Erdoğan 'büyük oyunun' neresinde?

Samanyoluhaber.com yazarlarından Arif Asalıoğlu, Rusya-Türkiye ilişkilerini masaya yatırdı. İki ülke arasındaki ilişkilerin her geçen gün gerilediğine dikkat çeken Asalıoğlu yazısını "Erdoğan “büyük oyunun neresinde?" başlığıyla kaleme aldı.
2002 yılında Türkiye’de iktidara gelen AKP’nin, yakın bölge ülkeleriyle ikili ilişkilerde “sıfır sorun” hedefi ilk etapta olumlu sonuçlar vermiş, dostane adımlar atılmıştı. Aynı şekilde AB’ye üyelik kriterlerinde mesafe alınmış, Türkiye’de çok alanda gelişme ivmesi yakalanmıştı. Rusya ile tarihi sinir uçlarına dokunulmadan, ticaret üzerinden yapılan çalışmalar kültürden turizme pozitif yeni kapılar açmıştı. Fakat ilerleyen yıllarda, Recep Tayyip Erdoğan ve yakın çevresinin yolsuzluk, rüşvet, kaçakçılık ve küresel mafya işlerine girmesi bütün bu olumlu gelişmeleri boşa çıkardı. Yakın bölge ülkeleriyle ilişkiler “sırf sorunlu” şekle dönüştü. AB kriterlerinde temel insan hakları, adaletsizlikler ve kanunsuz uygulamalarda başa dönüldü. Hatta cumhuriyet tarihinde hiç yaşanmamış ihlaller yapıldı/yapılıyor.

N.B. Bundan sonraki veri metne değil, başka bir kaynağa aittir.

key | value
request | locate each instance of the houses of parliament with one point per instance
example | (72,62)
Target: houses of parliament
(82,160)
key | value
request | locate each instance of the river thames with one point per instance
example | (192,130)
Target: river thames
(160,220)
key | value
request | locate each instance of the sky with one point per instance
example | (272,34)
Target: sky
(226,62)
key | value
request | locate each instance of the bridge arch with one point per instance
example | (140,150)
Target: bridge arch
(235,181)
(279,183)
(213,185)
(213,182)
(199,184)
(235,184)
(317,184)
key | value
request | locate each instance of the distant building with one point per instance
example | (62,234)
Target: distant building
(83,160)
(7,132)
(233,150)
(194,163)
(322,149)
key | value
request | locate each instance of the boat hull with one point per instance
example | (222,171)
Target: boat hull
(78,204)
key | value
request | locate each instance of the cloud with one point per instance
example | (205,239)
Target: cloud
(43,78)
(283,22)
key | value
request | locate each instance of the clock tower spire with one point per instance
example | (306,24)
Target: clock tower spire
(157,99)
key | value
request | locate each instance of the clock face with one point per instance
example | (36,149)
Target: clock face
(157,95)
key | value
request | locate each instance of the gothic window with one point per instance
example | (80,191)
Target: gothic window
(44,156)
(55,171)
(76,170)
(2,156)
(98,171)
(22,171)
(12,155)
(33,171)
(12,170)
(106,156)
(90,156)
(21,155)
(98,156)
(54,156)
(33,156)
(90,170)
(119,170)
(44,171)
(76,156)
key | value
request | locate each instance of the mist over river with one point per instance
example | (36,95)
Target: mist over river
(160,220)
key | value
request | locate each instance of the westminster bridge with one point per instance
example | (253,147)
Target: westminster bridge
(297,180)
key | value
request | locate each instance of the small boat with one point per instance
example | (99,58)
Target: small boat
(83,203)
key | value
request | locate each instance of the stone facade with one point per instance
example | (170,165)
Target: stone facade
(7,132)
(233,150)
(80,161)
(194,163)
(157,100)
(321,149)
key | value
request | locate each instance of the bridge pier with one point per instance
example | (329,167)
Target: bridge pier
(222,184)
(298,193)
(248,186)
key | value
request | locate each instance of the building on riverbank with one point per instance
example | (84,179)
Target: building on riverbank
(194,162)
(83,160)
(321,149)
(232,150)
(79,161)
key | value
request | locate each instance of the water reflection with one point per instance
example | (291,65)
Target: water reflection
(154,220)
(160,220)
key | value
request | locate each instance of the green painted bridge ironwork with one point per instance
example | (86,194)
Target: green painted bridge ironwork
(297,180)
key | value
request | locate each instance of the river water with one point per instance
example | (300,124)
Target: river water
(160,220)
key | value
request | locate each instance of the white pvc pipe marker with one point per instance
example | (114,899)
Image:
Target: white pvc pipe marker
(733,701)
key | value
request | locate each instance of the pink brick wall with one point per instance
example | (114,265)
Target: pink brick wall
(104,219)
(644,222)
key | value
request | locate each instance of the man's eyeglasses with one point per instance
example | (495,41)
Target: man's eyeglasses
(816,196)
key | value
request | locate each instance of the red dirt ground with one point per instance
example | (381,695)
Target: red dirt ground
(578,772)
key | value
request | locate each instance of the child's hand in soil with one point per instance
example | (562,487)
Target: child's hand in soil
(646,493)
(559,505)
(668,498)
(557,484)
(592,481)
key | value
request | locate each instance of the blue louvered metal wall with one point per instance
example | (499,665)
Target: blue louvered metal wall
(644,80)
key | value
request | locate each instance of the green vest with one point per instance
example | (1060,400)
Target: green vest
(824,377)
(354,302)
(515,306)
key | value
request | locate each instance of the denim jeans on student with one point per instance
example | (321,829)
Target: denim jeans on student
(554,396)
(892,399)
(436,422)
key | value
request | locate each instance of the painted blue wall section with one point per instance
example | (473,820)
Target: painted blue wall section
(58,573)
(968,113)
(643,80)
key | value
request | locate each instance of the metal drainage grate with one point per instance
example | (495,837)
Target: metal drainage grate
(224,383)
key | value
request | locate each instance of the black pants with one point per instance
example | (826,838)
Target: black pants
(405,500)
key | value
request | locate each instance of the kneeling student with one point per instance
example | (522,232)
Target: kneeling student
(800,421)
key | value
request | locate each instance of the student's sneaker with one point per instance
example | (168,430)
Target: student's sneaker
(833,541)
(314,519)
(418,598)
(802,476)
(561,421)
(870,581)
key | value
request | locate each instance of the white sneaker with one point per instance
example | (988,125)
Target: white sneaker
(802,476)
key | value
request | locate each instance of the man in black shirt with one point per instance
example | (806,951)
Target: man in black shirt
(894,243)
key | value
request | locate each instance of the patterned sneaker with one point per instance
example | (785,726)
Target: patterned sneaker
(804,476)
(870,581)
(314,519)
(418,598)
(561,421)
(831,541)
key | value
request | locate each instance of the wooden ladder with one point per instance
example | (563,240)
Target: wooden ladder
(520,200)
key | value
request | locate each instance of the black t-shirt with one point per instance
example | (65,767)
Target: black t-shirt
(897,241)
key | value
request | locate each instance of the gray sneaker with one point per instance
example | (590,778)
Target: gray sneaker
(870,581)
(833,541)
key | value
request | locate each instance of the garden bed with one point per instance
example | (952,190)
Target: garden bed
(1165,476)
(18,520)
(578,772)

Ülke ekonomisi ve sağlık, eğitim, bürokrasi hiç olmadığı kadar yara aldı.

Rusya ile ilişkilerde benzer durumlar yaşanıyor. 2013 büyük yolsuzluk olayları ve 15 Temmuz sonrası Batı’nın marjinal derin yapılarının kanatları altına sığınan Erdoğan’ın, Rusya’nın sinir uçlarına dokunmaya başladığını görüyoruz. Son 5-6 yıl Erdoğan-Putin yüz yüze görüşmesinin Kremlin tarafından onaylanmamasını bir tepki olarak örnek verebiliriz. Elbetteki iki lider arasında randevusuz telefonlaşmalar ya da uluslararası zirvelerde bir araya gelmeler oldu. Ancak bunlar, mevcut pozisyonları kurtarmak ve artık kaçınılmaz aşamaya gelmiş sorunları konuşmak için günü kurtarma buluşmalarından ibaret. Erdoğan, Putin’i seçimlerden önce davet etti. Hem deprem bölgesini birlikte ziyaret etmek hem de Akkuyu ile ilgili bir tören yapmak istedi. Putin kabul etmedi. Erdoğan seçimi kazandıktan sonra belki de muzaffer olmasından hareketle Putin’le görüşmesine dair tarih verdi. ‘Ağustos’ta tahıl koridorunu görüşeceğiz’ diye de ilave etti. Fakat bu zirve gerçekleşmedi.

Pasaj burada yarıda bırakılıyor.